Réforme foncière : prendre le mal à la racine

Le problème du foncier au Mali est une bombe à retardement. C’est ce que disent tous les experts de la question et ce depuis des années. En 2008, l’État a entrepris une réforme totale du foncier, en vue d’en améliorer la gestion et de revoir les textes, dont l’application pose beaucoup de difficultés. Un secrétariat permanent, créé en mars 2016, a cinq ans pour conduire sa mission qui est de refonder les rapports entre les populations et l’administration, et de sécuriser la gestion du foncier. Il y a en effet urgence…

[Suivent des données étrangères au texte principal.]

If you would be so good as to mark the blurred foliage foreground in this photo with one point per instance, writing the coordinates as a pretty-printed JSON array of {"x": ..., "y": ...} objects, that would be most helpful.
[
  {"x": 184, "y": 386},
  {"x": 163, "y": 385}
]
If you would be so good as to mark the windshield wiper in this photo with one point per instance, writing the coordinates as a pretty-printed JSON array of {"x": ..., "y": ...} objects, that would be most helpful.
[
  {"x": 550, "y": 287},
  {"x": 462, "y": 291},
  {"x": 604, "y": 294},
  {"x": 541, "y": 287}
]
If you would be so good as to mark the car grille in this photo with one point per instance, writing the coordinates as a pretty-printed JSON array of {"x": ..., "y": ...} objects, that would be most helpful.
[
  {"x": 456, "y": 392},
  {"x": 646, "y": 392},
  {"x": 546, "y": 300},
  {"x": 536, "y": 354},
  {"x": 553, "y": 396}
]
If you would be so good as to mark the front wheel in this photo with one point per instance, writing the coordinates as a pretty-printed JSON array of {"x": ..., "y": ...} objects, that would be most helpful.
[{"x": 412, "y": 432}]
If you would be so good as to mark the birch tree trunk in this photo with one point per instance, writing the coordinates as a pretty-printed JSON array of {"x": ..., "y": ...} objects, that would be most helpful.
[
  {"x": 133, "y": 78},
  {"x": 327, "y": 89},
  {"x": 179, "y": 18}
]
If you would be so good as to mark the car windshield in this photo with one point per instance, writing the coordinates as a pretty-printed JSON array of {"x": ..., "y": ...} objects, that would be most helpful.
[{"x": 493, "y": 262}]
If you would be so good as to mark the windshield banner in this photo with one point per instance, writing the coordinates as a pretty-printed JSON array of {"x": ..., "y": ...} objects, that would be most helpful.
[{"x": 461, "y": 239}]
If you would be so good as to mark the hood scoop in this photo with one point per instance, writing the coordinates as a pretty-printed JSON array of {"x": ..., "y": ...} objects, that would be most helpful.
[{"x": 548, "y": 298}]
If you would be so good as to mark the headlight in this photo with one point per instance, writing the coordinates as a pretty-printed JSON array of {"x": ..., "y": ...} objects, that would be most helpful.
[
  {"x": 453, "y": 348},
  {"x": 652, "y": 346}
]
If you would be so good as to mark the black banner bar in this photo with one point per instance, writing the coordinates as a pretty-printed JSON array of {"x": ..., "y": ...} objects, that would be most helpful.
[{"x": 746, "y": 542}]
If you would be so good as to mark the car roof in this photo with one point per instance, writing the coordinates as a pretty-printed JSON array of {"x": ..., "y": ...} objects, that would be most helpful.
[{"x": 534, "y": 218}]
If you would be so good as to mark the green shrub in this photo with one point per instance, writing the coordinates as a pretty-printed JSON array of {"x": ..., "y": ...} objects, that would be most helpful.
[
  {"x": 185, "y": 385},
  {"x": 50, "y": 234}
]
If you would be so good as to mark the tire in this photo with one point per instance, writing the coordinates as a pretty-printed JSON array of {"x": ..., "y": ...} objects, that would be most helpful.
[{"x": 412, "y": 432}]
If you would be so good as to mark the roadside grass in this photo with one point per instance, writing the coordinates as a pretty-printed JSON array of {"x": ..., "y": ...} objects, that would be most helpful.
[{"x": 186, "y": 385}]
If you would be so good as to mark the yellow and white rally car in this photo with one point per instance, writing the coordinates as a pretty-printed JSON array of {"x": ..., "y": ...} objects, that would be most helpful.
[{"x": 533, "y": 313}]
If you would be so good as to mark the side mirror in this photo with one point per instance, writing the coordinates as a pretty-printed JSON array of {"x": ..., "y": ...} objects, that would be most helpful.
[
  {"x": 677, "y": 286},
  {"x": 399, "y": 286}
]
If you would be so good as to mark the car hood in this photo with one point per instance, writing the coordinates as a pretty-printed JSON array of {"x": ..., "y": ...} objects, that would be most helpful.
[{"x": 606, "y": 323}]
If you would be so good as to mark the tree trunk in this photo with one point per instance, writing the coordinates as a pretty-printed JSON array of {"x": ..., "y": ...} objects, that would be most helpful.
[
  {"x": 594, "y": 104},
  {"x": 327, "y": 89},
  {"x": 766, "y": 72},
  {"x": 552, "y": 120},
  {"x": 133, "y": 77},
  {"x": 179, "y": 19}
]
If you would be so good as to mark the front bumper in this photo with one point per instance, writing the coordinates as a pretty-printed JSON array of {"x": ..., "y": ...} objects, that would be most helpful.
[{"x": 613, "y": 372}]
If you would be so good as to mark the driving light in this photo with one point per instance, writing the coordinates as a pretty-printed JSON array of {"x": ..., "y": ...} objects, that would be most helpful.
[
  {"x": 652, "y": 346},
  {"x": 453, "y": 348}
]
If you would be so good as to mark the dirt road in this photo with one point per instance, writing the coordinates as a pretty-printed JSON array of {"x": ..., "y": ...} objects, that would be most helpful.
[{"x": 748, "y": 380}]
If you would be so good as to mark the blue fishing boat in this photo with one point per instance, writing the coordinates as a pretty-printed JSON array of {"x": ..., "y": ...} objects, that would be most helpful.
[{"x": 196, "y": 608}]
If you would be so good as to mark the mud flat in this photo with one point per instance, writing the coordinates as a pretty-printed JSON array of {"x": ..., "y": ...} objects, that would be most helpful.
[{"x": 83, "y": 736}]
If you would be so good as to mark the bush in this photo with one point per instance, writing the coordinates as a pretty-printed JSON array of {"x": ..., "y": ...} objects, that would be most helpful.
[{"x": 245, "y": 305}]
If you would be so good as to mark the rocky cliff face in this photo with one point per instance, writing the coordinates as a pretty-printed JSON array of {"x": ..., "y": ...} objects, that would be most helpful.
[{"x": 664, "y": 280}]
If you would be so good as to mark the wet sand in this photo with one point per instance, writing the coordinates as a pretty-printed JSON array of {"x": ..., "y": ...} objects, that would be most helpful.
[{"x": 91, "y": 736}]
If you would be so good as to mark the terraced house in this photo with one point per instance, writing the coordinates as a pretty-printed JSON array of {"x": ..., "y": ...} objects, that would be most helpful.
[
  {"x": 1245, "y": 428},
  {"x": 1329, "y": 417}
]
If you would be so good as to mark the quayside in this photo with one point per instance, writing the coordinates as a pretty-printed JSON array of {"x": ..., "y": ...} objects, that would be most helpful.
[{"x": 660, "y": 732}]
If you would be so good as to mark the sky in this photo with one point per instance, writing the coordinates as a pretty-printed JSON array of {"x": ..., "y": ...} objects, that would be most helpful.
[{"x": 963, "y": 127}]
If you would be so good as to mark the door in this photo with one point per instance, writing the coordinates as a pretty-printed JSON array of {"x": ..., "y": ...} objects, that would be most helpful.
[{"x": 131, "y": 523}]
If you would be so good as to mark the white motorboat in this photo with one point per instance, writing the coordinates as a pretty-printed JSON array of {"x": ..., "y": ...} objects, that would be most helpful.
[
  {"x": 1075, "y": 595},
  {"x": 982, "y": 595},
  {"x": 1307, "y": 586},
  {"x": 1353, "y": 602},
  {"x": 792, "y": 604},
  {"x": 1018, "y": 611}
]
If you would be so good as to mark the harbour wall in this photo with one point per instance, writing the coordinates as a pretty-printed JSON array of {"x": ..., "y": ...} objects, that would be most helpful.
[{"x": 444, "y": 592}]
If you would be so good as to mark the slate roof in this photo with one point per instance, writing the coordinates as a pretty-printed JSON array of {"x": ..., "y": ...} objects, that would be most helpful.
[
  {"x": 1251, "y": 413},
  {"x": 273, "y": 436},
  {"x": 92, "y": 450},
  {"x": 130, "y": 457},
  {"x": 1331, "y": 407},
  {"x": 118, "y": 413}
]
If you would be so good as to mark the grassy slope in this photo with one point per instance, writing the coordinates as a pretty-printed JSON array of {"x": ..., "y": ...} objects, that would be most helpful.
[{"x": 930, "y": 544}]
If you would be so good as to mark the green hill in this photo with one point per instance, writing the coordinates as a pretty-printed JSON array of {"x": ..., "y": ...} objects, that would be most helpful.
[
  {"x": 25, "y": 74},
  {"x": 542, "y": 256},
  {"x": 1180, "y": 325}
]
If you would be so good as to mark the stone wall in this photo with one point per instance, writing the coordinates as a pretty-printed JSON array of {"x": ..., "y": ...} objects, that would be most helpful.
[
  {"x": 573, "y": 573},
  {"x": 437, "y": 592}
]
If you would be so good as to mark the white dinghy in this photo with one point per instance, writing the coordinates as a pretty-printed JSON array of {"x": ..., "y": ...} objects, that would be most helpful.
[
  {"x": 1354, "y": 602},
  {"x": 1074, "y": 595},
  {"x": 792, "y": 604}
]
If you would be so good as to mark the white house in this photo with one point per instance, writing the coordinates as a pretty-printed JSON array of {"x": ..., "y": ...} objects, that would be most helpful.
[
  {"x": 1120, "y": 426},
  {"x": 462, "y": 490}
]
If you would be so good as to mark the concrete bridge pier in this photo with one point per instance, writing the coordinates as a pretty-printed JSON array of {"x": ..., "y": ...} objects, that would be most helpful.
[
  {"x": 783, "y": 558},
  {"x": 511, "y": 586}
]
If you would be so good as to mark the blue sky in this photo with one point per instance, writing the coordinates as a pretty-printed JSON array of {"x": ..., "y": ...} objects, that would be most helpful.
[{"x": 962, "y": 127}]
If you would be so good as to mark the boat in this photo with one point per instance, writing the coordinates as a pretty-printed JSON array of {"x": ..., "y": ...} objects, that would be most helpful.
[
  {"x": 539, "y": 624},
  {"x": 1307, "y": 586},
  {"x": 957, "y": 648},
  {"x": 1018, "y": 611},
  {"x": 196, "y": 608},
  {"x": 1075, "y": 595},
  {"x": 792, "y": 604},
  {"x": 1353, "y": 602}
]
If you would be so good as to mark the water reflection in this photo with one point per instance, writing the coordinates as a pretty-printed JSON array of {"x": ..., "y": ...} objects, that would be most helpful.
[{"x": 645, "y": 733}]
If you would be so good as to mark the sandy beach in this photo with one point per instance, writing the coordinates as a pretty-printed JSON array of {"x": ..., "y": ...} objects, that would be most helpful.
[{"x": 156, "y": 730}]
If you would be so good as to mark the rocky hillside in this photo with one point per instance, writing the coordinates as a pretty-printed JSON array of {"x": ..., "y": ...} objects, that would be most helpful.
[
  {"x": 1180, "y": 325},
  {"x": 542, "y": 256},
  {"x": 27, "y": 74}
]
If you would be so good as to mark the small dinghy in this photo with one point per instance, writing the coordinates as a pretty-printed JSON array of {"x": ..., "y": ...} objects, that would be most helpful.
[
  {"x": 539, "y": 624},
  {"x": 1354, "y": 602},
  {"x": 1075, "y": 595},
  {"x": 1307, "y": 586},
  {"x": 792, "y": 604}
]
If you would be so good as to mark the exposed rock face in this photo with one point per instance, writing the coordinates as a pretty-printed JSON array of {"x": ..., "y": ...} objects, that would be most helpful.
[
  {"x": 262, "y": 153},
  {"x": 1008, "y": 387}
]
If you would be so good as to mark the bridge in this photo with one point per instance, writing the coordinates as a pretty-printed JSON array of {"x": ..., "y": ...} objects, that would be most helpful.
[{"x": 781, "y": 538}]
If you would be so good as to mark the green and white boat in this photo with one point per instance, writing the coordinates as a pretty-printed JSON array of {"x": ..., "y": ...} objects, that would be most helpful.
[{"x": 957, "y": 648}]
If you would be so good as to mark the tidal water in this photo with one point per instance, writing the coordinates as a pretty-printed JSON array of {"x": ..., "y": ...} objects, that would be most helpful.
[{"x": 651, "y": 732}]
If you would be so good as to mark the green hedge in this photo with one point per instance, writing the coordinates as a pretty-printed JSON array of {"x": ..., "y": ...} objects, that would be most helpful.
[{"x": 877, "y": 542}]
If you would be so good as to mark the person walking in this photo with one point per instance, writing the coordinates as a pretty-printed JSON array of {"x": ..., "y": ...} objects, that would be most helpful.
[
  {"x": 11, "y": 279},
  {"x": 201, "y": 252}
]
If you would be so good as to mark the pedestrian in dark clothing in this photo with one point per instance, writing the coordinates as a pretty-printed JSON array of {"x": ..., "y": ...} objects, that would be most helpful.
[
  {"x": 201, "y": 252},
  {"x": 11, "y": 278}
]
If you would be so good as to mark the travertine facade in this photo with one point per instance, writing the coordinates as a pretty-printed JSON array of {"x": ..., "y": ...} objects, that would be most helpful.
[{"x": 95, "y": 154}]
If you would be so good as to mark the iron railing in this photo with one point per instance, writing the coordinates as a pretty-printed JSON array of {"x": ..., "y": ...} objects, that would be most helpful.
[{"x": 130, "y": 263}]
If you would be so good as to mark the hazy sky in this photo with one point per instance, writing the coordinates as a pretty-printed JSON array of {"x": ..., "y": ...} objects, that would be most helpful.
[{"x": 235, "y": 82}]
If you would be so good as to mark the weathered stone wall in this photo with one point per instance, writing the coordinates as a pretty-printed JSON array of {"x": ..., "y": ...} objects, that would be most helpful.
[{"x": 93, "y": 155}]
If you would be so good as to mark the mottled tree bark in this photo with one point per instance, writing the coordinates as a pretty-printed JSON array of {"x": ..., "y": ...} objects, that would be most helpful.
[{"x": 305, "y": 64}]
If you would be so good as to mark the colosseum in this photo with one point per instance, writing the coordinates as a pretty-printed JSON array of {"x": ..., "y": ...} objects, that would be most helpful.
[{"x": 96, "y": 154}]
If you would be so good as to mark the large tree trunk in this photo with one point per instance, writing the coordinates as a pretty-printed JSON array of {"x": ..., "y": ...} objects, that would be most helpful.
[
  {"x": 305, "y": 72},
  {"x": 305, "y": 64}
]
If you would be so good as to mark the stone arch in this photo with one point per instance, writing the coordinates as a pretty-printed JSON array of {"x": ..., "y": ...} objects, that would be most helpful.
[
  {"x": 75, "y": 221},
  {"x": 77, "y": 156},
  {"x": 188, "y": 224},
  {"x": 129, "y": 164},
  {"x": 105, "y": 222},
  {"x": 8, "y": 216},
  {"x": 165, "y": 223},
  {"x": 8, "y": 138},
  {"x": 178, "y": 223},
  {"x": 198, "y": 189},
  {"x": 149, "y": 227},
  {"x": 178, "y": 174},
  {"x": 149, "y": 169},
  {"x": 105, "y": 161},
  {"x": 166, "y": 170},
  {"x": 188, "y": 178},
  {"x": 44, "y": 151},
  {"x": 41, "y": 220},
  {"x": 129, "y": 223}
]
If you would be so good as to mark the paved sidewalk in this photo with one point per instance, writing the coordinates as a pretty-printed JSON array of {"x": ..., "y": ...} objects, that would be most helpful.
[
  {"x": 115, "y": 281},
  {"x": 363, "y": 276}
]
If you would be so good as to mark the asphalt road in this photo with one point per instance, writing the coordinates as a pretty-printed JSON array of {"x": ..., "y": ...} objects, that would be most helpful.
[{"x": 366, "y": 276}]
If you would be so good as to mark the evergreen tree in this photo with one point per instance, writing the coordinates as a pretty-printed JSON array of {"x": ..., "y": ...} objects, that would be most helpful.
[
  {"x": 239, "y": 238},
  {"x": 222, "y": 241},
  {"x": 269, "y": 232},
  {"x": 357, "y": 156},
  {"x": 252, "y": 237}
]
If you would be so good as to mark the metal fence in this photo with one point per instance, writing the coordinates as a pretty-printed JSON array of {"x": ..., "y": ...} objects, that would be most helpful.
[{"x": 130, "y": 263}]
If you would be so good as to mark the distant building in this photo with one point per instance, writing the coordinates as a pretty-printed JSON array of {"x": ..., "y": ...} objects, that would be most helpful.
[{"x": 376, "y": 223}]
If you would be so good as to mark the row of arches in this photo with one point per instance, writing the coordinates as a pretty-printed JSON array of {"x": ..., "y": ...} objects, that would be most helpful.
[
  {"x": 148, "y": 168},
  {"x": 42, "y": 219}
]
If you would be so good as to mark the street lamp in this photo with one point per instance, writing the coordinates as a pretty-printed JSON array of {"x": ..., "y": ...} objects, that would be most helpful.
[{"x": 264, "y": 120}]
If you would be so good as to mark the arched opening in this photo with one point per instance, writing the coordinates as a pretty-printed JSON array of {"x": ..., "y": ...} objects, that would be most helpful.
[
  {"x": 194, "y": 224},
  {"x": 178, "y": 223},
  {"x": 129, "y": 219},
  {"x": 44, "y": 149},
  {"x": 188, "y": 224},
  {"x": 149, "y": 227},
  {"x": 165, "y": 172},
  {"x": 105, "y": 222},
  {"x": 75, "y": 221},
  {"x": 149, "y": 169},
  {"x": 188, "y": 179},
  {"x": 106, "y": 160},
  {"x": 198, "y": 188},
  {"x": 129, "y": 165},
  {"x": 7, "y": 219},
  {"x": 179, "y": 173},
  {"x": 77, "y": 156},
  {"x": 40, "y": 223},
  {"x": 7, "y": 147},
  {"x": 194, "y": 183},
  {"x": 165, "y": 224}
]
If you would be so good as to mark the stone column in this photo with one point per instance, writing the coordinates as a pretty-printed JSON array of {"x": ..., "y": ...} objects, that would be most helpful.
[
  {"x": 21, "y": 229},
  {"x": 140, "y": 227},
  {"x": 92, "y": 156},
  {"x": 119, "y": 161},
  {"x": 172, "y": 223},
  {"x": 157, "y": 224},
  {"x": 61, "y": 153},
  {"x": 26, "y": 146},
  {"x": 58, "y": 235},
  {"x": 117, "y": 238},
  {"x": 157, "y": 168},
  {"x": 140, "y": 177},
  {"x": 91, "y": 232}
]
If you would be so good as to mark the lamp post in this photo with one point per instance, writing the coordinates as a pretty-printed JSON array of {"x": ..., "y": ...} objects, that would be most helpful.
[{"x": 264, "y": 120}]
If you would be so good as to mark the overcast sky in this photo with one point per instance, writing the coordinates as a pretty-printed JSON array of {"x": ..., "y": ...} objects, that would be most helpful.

Ouena, commune rurale de Dioro, cercle de Ségou. Fin juillet 2016, deux familles se déchirent autour d’un lopin de terre arable et la querelle dégénère en un affrontement sanglant qui conduit plusieurs personnes à l’hôpital avec des blessures graves. Le bilan aurait pu être pire, on ne compte plus le nombre de conflits fonciers qui finissent en carnages. Dans les zones rurales, éleveurs et agriculteurs mais aussi agriculteurs entre eux, ou agriculteurs et citadins, sont constamment opposés sur les questions liées à la terre. Et les grandes villes, y compris le district de Bamako, ne font pas exception. Dans les zones urbaines, la mauvaise gestion du cadastre imputée aux élus locaux engendre généralement des litiges entre autorités et populations. « Plus de dix personnes peuvent se trouver généralement devant la justice avec la même lettre d’attribution pour une même parcelle de terre », témoigne Madou Doumbia, agent immobilier à Baco Djioroni, au sud-est de Bamako. Détournements de terrains et d’espaces alloués aux activités de jeunesse, expropriation illégale, démolition de quartiers, acquisition de fausses lettres d’attribution, batailles juridiques autour d’héritages fonciers, sont entres autres les ingrédients du cocktail explosif de la problématique du foncier au Mali.

Pourtant, le « secteur est régulé », assure-t-on au niveau du ministère des Domaines de l’État, des Affaires foncières et du Patrimoine. Tout en reconnaissant que les textes (loi n°02-008-ANRM du 12 février 2002, relative au Code domanial et foncier) en vigueur ne sont plus adaptés aux réalités actuelles. Les acteurs en charge de la gestion du foncier sont confrontés à de nombreuses difficultés telles que l’incompréhension et la difficulté d’application des dispositions de la loi, l’absence d’outils pour la modernisation du secteur, etc. Au Mali, la terre appartient à l’État comme le stipule l’article 2 de la loi. C’est-à-dire que l’État est l’unique propriétaire du domaine public et privé (meuble et immeuble). Il a donc le droit d’expulser un particulier toutes les fois que cela s’avère nécessaire. « C’est le cas des expulsions pour cause d’utilité publique », argumente Abdoulaye Maïga, avocat. Des prérogatives qui se heurtent très souvent à la loi coutumière dans les zones rurales.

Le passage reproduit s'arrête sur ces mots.